The Isaaq and Dhulbahante -dominated northern region of Somalia declared its independence in 1991, and has been recognzied by one UN member state

=== Somali National Alliance (SNA) ===
- Leaders: 1992-1996: Mohamed Farrah Aidid, Mohamed Nur Aliyou; 1996-2001: Hussein Mohamed Farah Aidid
- Area of Operations: Greater Banaader Area; Southern Somalia.
- Tribal affiliation: Habar Gidir; Ogaadeen; Duduble; Gugundhabe; Raxanweyn (Digil & Mirifle).::
- Founded: June 1992 - 2004/2005.:

Its constituents included Mohamed Aidid's breakaway United Somali Congress faction, the Somali Patriotic Movement, Southern Somali National Movement, and other southern factions. His son, Hussein Aidid, assumed leadership upon his death. The SNA became the core of the SRRC in 2001.::

=== Somali National Front (SNF) ===

- Leaders: General Siad Barre, General Mohammed Said Samatar, General Mohammed Hashi Gaani, General Ahmed Ali,'Gacaliye', General Omar Hagi Masallah, Dr. Ali Nur Mukhtar, Ahmed Sheikh Ali " Buraale ". Col.

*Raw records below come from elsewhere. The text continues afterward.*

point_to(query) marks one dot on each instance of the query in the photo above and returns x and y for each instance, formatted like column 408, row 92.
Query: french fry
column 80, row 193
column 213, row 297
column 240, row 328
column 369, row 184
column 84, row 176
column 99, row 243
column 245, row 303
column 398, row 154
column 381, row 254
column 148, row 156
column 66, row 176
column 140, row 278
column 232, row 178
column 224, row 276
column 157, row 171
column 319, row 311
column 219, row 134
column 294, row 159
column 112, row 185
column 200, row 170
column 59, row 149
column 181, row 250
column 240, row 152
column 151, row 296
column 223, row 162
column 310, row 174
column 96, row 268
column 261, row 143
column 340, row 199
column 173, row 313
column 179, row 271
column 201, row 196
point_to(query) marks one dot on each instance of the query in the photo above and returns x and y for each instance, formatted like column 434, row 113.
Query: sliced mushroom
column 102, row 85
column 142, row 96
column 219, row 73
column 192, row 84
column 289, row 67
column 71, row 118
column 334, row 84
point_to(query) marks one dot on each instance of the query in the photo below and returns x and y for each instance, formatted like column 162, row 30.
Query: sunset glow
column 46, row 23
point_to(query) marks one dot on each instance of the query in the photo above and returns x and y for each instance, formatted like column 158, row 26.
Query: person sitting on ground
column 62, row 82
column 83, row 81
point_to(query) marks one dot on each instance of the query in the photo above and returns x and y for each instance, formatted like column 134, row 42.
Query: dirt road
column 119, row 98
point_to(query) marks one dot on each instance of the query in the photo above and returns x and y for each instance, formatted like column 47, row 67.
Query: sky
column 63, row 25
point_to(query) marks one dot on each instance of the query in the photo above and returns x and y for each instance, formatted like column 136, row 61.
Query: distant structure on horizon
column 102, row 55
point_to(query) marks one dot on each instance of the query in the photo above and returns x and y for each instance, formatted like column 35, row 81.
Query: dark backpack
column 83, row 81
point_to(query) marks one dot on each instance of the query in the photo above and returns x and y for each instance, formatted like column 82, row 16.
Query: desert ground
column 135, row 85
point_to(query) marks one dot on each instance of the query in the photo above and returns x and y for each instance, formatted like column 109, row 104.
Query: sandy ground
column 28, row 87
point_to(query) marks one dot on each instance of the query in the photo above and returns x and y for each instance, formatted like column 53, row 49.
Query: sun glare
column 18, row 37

Abdirizak Isak Bihi, Mohamud Sayid.
- Area of Operations: Bay, Lower Shabelle, Middle Jubba and Lower Jubba regions; occasional forays to outskirts of Mogadishu
- Tribal Affiliation: Marehan (Mareehaan)
- Founded: March 1991

Loyalists to Siad Barre and Ahmed Ali, the remnants of his army forces founded the SNF militia after his ouster from office.

Their intent and goal was to recapture Mogadishu and reinstate the regime of Siad Barre, and to establish regional state in Middle Jubba, Gedo, Lower Jubba Regions.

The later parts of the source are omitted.